Again, if Porter is fully healthy and ready to go, he could be a double-double threat on the wing and a 20-point per game scorer. But if Porter isn’t healthy? Some team is taking a big risk on not only taking an injured player but passing on a talented healthy player who could morph into an all-star.

(John Weast/Getty Images)

TRAE YOUNG

Perhaps the most fascinating prospect in the draft because of his insane range and overall offensive ability, Young is going to be one of the names to watch on draft night.

Some mock drafts feel he’s a top-three talent, or even the best prospect overall because of his new-age ability to pull-up and hit threes from 30 feet away.

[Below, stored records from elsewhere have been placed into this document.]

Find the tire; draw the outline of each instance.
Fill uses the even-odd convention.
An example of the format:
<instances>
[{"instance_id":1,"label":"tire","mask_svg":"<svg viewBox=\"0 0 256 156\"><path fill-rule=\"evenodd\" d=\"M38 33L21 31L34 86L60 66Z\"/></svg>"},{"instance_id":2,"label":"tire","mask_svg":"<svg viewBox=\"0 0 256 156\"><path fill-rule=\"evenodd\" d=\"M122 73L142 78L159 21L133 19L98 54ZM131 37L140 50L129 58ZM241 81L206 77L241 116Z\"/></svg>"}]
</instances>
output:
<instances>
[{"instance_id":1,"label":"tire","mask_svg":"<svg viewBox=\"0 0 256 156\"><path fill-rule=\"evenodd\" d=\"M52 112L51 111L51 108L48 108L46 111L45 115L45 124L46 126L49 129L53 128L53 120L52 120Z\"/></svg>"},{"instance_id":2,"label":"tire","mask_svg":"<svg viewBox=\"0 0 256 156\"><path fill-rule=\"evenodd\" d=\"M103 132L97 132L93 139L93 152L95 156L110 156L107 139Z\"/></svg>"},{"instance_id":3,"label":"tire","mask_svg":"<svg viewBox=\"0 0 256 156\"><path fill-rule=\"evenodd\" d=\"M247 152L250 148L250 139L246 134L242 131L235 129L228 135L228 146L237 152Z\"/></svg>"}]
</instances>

Others feel like he’s a potential defensive liability who doesn’t necessarily play winning basketball all the time because of his shot selection and high number of turnovers.

While Young could be a monster steal for some team hoping to get the next Steph Curry, those comparisons are also going to be dangerous, while likely following Young the rest of this career.

For Young, it could be all about fit and who winds up taking him.

When Young was in high school, he was at his best when he had elite talent around him. Michael Porter Jr. was the go-to scorer on a MoKan team that won the Nike Peach Jam. Young also looked solid during stretches with USA Basketball when he had tons of weapons around him.

Once teams in the Big 12 figured out his individual offensive tendencies after a hot start last season, they forced him into being a playmaker and the Sooners struggled to win games. Of course, the lack of talent around him doesn’t fall on Young, who didn’t recruit his teammates at Oklahoma. But what happens if Young falls to a dysfunctional franchise like the Orlando Magic? He’ll be expected to be a savior right away with minimal help — while also having to overcome glaring deficiencies like perimeter defense and a high number of turnovers.

And how do you think NBA players are going to react to the task of guarding Young? There’s an old Dream Team story about Michael Jordan and Scottie Pippen practically fighting so they could defend future Chicago Bulls teammate Toni Kukoc one-on-one during the ’92 Olympics. They had heard about the hype surrounding Kukoc, even though he had never played in an NBA game.

After being a national media darling much of last season, Young is going to get a lot of strong one-on-one defenders who are hungry to slow him down. Game plans will revolve around limiting Young’s touches and ability to launch shots. Teams and veteran players are going to do everything they can to frustrate Young and make life tough.

Young is talented and skilled enough to make all of these questions go away. He’s a unique talent who could very well end up being worthy of all of the hype. But he’s going to need some help reaching his full potential, and some of those things are out of his control.